Creon's hypocrisy, crudity, and amorality are in sharp contrast to Theseus' integrity, grace, and ethical nature as king. While Theseus is obviously the ideal statesman, Creon is the power-hungry and brutal politician, who is more or less a petty tyrant. He is concerned only with the political advantage he and his city can enjoy if Oedipus joins them. He thinks little of violating the sacred grove or even of dragging Ismene off when she is offering the propitiatory rites on behalf of her father. In fact, he succeeds in abducting the two girls to act as hostages in order to ensure Oedipus' return to Thebes. He is quite like the modern terrorist using innocent victims as pawns in his power games. This bully is easily cowed and adopts a stance of diplomatic hypocrisy when he confronts the inner dignity and strength of Theseus. Modern society abounds with vulgar men like Creon who overestimate themselves and terrorize others though they remain cowards at heart.
While Creon represents both Eteocles' interests and his own in the Theban civil war, Polyneices appears to intercede with his father to support his just cause in trying to oust Eteocles. The appearance of Polyneices in the play stresses the nature of Oedipus' destructive relationship with his sons.
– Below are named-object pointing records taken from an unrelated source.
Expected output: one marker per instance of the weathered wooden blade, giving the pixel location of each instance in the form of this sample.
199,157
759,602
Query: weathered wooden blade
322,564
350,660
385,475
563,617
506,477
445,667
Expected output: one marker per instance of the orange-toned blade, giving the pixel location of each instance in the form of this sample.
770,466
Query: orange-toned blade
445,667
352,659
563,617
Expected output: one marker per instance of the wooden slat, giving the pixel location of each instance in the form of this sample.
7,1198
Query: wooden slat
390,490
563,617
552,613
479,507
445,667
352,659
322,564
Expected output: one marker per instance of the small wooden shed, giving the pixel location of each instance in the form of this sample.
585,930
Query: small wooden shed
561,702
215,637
His efforts to win Oedipus' sympathy are doomed from the start. His penitence for his shabby treatment of his father is insincere and equivocal. He does feel guilty of neglect on seeing his father's present condition, but there is not much real compassion for him, for he has failed to seek out his father earlier.
Polyneices seems weak, egotistical, brash, and bent on destroying both himself and his relations. When he tempts Oedipus to join him in destroying Eteocles, he invites the full wrath of Oedipus' notorious temper and his terrible curse. He is, indeed, a totally despicable character and hardly deserves the fine sympathy that Antigone shows him in the end. Through her, the audience may find sympathy for this prodigal son who leaves to encounter his prophesied death.
Ismene is best understood as a contrast to the character of Antigone. Though both sisters share a deep love for their father, there are some clear differences between them. Antigone walks barefoot, bareheaded, and in rags, while Ismene rides an Aethenian horse and wears a broad-brimmed Thessalian hat to protect her from the sun. Antigone caters to her father's day-to-day needs by being constantly by his side; Ismene occasionally stirs out of Thebes to bring him political news from home. Even in their reunion with Oedipus after Theseus rescues them from the clutches of Creon's men, Ismene is more restrained and silent in her rejoicing than the loyal Antigone. When death finally comes to Oedipus, Antigone grieves more passionately than Ismene, and it is Ismene who reminds her that their father's tomb must not be disturbed. Thus while Antigone seems rebellious and impetuous, Ismene is conventional and restrained. In the end, it is Ismene who remains the only survivor of this family tragedy.